We don’t know what to expect from e.g. exome sequencing for a particular disease and the only way to find out is to do the experiment, look at the data, come up with guestimates and confirm your finding in the next round. Current data gathering and analysis projects in the life sciences won’t be classified as big data by the next sweep of scientists anyway. They are mere community technology exploration projects using ad hoc solutions.
No use in studying gene-gene and gene-environment effects in complex diseases?
Genome-wide association studies (GWAS) have improved our insight into the genetics of complex diseases but have fallen short of initial expectations, leaving the majority of the heritabililty to be explained. Interactions of genes with the environments and with each other receive a fair share of the blame for the lack of progress despite the widespread efforts. The large number of possible interactions, however, currently still limits progress in this field. A dedicated and growing group of computer scientists and geneticists now study gene-gene effects in the hope of shedding light on complex diseases. Initial results were hopeful, even in the field of epilepsy genetics.
Now, a group of Harvard based biostatisticians presented simulations for breast cancer, type 2 diabetes and rheumatoid arthritis that include gene-gene and gene-environment effects. Their interpretation reads bleak: little predictive power can be gained by including the additional dependencies, which means that all the CPU time consumed currently for their analysis is only warming the planet and the hearts of computer scientists.

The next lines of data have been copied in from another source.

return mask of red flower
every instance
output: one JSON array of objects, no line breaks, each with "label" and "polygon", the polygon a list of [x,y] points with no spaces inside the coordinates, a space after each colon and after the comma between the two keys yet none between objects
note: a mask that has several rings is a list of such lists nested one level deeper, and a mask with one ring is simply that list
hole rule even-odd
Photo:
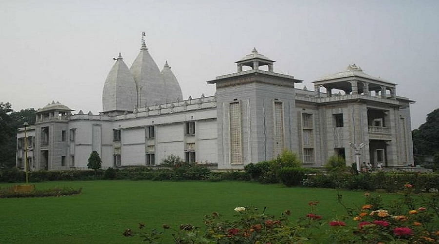
[{"label": "red flower", "polygon": [[267,225],[267,227],[270,227],[271,225],[273,225],[273,221],[271,220],[267,220],[265,221],[265,225]]},{"label": "red flower", "polygon": [[384,221],[383,220],[374,221],[374,224],[377,224],[377,225],[379,225],[383,227],[387,227],[388,226],[389,226],[389,222]]},{"label": "red flower", "polygon": [[393,229],[393,234],[396,236],[410,236],[413,232],[408,227],[397,227]]},{"label": "red flower", "polygon": [[312,220],[319,220],[321,219],[321,216],[320,215],[316,215],[314,214],[311,213],[307,214],[306,217]]},{"label": "red flower", "polygon": [[358,227],[360,229],[362,229],[363,226],[368,225],[372,224],[372,223],[369,222],[369,221],[363,221],[362,222],[360,222],[360,223],[358,224]]},{"label": "red flower", "polygon": [[346,223],[342,221],[331,221],[329,222],[329,225],[332,226],[344,226]]},{"label": "red flower", "polygon": [[237,234],[239,233],[239,229],[230,229],[227,231],[229,235],[236,235]]},{"label": "red flower", "polygon": [[310,206],[315,206],[315,205],[317,205],[319,203],[320,203],[320,202],[319,201],[310,202],[309,203],[308,203],[308,205],[309,205]]}]

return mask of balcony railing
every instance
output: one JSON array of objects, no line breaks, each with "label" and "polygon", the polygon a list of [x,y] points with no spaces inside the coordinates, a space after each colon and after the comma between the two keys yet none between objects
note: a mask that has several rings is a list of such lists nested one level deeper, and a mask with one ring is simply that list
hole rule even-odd
[{"label": "balcony railing", "polygon": [[386,127],[372,126],[370,125],[367,126],[367,131],[373,133],[389,134],[389,128]]}]

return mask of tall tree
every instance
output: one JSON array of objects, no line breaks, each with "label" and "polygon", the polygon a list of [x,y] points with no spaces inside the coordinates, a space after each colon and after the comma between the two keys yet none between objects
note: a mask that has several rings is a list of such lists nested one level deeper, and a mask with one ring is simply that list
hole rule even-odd
[{"label": "tall tree", "polygon": [[439,108],[427,115],[427,122],[412,131],[415,154],[433,155],[439,152]]},{"label": "tall tree", "polygon": [[15,165],[17,129],[24,122],[34,124],[36,112],[33,108],[15,112],[11,103],[0,102],[0,168]]}]

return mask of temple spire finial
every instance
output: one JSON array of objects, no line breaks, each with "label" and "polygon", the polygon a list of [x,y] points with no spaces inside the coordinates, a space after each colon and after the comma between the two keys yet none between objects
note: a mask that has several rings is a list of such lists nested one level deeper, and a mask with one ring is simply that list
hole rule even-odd
[{"label": "temple spire finial", "polygon": [[148,48],[146,47],[146,43],[145,42],[145,37],[146,36],[146,34],[145,34],[145,32],[142,31],[142,47],[140,50],[148,50]]},{"label": "temple spire finial", "polygon": [[113,58],[113,60],[122,60],[123,59],[122,58],[122,54],[121,54],[120,53],[119,53],[119,55],[118,56],[117,59],[116,59],[116,58]]}]

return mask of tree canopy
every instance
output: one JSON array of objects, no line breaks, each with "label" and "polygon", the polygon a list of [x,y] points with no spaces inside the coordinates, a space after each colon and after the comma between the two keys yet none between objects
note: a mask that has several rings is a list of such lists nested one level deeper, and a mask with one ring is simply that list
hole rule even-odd
[{"label": "tree canopy", "polygon": [[24,122],[35,124],[36,112],[33,108],[15,111],[11,103],[0,102],[0,168],[15,165],[17,129]]},{"label": "tree canopy", "polygon": [[98,152],[93,151],[90,154],[87,166],[88,167],[88,168],[93,169],[95,170],[100,169],[102,166],[102,160],[101,160],[100,157],[99,156],[99,154],[98,153]]},{"label": "tree canopy", "polygon": [[439,108],[427,115],[427,122],[412,131],[415,154],[439,153]]}]

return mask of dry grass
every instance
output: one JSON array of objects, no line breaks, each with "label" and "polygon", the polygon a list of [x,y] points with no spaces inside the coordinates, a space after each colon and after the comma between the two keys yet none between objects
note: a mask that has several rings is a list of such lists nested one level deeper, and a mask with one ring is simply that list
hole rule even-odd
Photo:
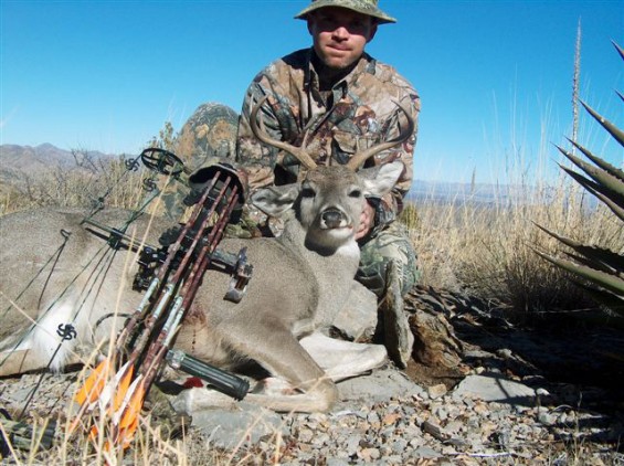
[{"label": "dry grass", "polygon": [[0,183],[0,214],[42,206],[136,208],[145,190],[145,170],[128,171],[126,159],[89,159],[76,155],[70,168],[51,167],[34,173],[18,172],[10,183]]},{"label": "dry grass", "polygon": [[572,180],[515,186],[526,195],[504,195],[484,205],[466,198],[410,204],[402,215],[412,233],[423,283],[495,299],[516,311],[579,309],[592,304],[569,275],[533,248],[554,253],[561,244],[536,224],[554,227],[583,244],[622,251],[624,231]]},{"label": "dry grass", "polygon": [[[103,193],[110,206],[135,208],[145,198],[144,173],[127,173],[121,160],[85,170],[51,169],[24,179],[1,199],[1,212],[44,205],[91,206]],[[410,204],[402,215],[420,257],[423,284],[464,290],[525,314],[589,306],[567,275],[541,260],[539,248],[553,253],[559,243],[535,223],[586,244],[622,251],[624,231],[611,212],[590,202],[571,180],[554,187],[520,183],[526,195],[504,195],[491,204],[466,198],[438,202],[433,197]],[[518,186],[515,192],[518,192]],[[193,432],[171,439],[158,423],[142,417],[133,447],[115,456],[82,435],[62,434],[50,451],[15,452],[21,464],[230,464],[232,453],[219,452]],[[579,449],[580,452],[580,449]],[[243,456],[244,452],[243,452]],[[573,456],[573,455],[572,455]],[[257,460],[260,456],[255,459]],[[254,462],[253,458],[247,458]],[[582,464],[582,463],[572,463]]]}]

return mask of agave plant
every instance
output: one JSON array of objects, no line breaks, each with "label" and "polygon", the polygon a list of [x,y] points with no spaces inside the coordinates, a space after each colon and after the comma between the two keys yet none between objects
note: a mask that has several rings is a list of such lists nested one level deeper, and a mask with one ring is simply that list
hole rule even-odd
[{"label": "agave plant", "polygon": [[[622,60],[624,60],[624,50],[615,43],[614,45]],[[624,96],[620,93],[617,93],[617,95],[624,102]],[[585,110],[624,147],[624,131],[599,115],[584,102],[581,102],[581,104]],[[624,171],[613,167],[600,157],[594,156],[577,141],[570,139],[570,142],[579,149],[589,161],[557,146],[561,153],[582,170],[582,172],[574,171],[561,165],[560,167],[585,190],[609,206],[624,229]],[[624,255],[622,252],[581,244],[573,239],[559,235],[543,226],[538,226],[568,246],[569,250],[563,253],[565,257],[554,257],[543,252],[536,252],[558,267],[572,273],[574,277],[572,279],[584,288],[594,299],[624,316]]]}]

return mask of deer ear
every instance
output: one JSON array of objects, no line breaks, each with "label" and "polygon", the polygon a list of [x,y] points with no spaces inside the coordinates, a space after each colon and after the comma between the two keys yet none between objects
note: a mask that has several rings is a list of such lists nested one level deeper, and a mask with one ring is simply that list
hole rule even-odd
[{"label": "deer ear", "polygon": [[285,184],[257,190],[252,194],[251,203],[272,216],[281,216],[288,211],[299,195],[299,184]]},{"label": "deer ear", "polygon": [[384,163],[380,167],[360,170],[358,171],[358,174],[364,179],[366,193],[368,195],[381,198],[394,188],[394,184],[399,181],[404,168],[403,162],[394,160],[393,162]]}]

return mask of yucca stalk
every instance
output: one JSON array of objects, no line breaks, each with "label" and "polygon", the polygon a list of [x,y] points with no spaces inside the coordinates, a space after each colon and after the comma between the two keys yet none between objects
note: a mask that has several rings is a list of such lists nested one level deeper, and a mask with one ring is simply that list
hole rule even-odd
[{"label": "yucca stalk", "polygon": [[[615,43],[614,45],[620,56],[624,60],[624,50]],[[624,100],[622,94],[617,94]],[[624,131],[588,104],[580,102],[584,109],[624,147]],[[570,142],[589,159],[589,162],[557,146],[559,151],[582,172],[562,165],[560,167],[574,181],[604,203],[616,215],[617,221],[622,223],[624,229],[624,171],[593,155],[575,140],[570,139]],[[556,257],[540,251],[536,252],[558,267],[570,272],[572,279],[603,306],[624,316],[624,251],[611,251],[600,246],[581,244],[573,239],[559,235],[543,226],[538,226],[568,246],[572,252],[563,253],[564,257]]]}]

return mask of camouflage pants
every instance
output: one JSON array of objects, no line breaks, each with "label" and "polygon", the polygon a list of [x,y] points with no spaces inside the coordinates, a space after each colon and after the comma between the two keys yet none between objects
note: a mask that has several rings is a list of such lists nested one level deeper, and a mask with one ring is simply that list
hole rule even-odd
[{"label": "camouflage pants", "polygon": [[360,267],[356,279],[378,297],[383,297],[385,293],[385,272],[391,261],[399,269],[403,296],[412,289],[421,276],[408,230],[400,222],[391,223],[376,236],[360,244]]}]

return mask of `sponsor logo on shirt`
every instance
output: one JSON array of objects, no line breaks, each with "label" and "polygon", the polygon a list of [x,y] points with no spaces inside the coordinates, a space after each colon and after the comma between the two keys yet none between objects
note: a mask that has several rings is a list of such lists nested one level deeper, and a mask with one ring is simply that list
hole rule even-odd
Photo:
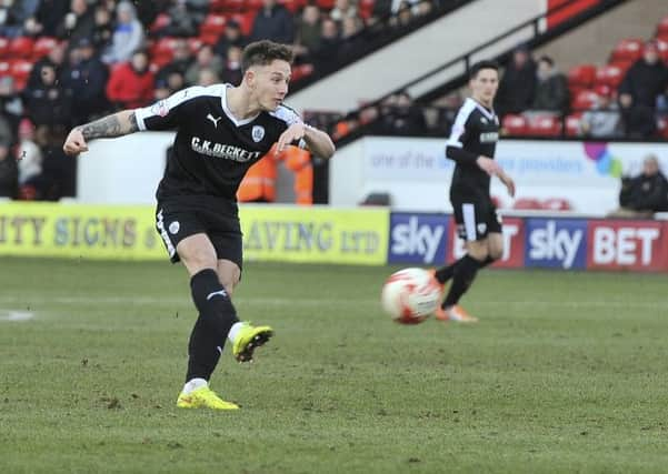
[{"label": "sponsor logo on shirt", "polygon": [[222,158],[225,160],[238,161],[245,163],[247,161],[260,158],[259,151],[248,151],[231,144],[216,143],[210,140],[202,140],[199,137],[192,137],[190,147],[193,151],[206,154],[207,157]]}]

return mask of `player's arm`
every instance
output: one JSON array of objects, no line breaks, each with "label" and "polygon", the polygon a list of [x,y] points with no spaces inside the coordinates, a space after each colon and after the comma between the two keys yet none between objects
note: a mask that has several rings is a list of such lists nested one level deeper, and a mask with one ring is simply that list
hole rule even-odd
[{"label": "player's arm", "polygon": [[280,153],[292,142],[305,141],[307,148],[319,158],[331,158],[336,151],[335,144],[327,133],[303,122],[292,123],[281,133],[276,147],[276,153]]},{"label": "player's arm", "polygon": [[123,110],[84,125],[74,127],[62,145],[67,154],[76,155],[88,151],[88,141],[134,133],[139,130],[134,110]]}]

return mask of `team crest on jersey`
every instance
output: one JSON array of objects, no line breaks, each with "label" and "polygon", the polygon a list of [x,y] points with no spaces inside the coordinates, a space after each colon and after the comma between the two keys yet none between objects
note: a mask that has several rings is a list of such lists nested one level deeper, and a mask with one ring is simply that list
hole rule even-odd
[{"label": "team crest on jersey", "polygon": [[252,140],[258,143],[265,138],[265,128],[261,125],[255,125],[250,135],[252,137]]},{"label": "team crest on jersey", "polygon": [[151,112],[156,115],[164,117],[169,113],[169,105],[166,100],[161,100],[151,105]]}]

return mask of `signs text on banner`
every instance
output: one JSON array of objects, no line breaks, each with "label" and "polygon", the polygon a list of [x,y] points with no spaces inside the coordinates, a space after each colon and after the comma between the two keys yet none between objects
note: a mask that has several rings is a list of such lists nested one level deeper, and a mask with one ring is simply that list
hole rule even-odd
[{"label": "signs text on banner", "polygon": [[527,266],[584,269],[587,221],[577,219],[527,219]]},{"label": "signs text on banner", "polygon": [[17,202],[0,205],[0,254],[144,260],[164,250],[152,206]]},{"label": "signs text on banner", "polygon": [[[504,255],[493,263],[493,268],[520,269],[525,265],[525,222],[520,218],[504,218],[502,226]],[[448,263],[461,259],[465,253],[465,242],[457,236],[457,224],[450,218],[450,252]]]},{"label": "signs text on banner", "polygon": [[392,213],[388,263],[442,265],[447,236],[446,214]]},{"label": "signs text on banner", "polygon": [[668,241],[665,222],[589,221],[588,269],[668,269]]},{"label": "signs text on banner", "polygon": [[241,205],[248,260],[383,264],[389,210]]}]

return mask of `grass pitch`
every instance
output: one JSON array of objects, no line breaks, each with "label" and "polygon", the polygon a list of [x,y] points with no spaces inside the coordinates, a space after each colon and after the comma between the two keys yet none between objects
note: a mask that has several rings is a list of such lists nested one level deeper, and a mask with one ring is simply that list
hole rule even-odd
[{"label": "grass pitch", "polygon": [[195,310],[182,268],[1,259],[1,473],[666,472],[666,275],[483,271],[481,319],[401,326],[395,269],[248,264],[212,387],[176,409]]}]

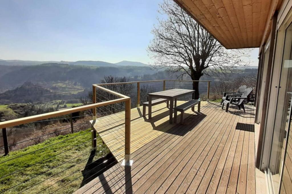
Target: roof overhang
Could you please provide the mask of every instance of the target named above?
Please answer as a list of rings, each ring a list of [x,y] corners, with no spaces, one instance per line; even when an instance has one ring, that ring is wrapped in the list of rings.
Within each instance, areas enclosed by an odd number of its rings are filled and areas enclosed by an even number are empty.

The large number of cases diabetes and many other complex widespread diseases are not explained easily. And the Aschard study suggests that it will remain so for the immediate future despite the progress in sequencing technology.
Negative predictions from experts for their own domain usually receive a negative backlash. The study could probably be attacked on the grounds that the authors selected a large number of parameters, some from probably little more than thin air. But the geneticists on twitter remained silent. Is this acceptance already? Maybe the critics still lie exhausted from attacking Vogelstein’s negative predictions from a couples of months ago.
If the statistical model and parameter choices find widespread acceptance, it would mean that it is virtually impossible to explain many complex diseases from genetics alone to a sufficient degree. As individual studies of the interactions of two SNPs are difficult enough, many cases of complex diseases will remain unexplained. Despite all the efforts, it would be almost as dark as before we had high-throughput sequencing facilities.
The river of frequent rare variants
The flow of exome sequencing papers amounts to a small river. In the most recent work of general interest researchers captained by Bamshad and Akey from the University of Washington sifted for rare mutations in 63.4 terabases of exome sequences. Next to whole genome sequencing the current output will feel like a trickle but their census yields about 300 mutations per genome that current methods for function prediction consider important and a strong bias on ancestry. Nature News has a fairly dry summary of the results.

By David Stanley in Flickr under CC-BY licencse
Everyone’s genomes are awash with rare variants. The fact alone won’t surprise no one in the field but hopefully drown the claims that these are problems with current sequencing technologies such as statistical artefacts.
This plethora of rare variants will make interpretation of results from exome sequencing studies challenging, but also indicates that large consortiums like EuroEPINOMICS are necessary to navigate this stream of rare variants.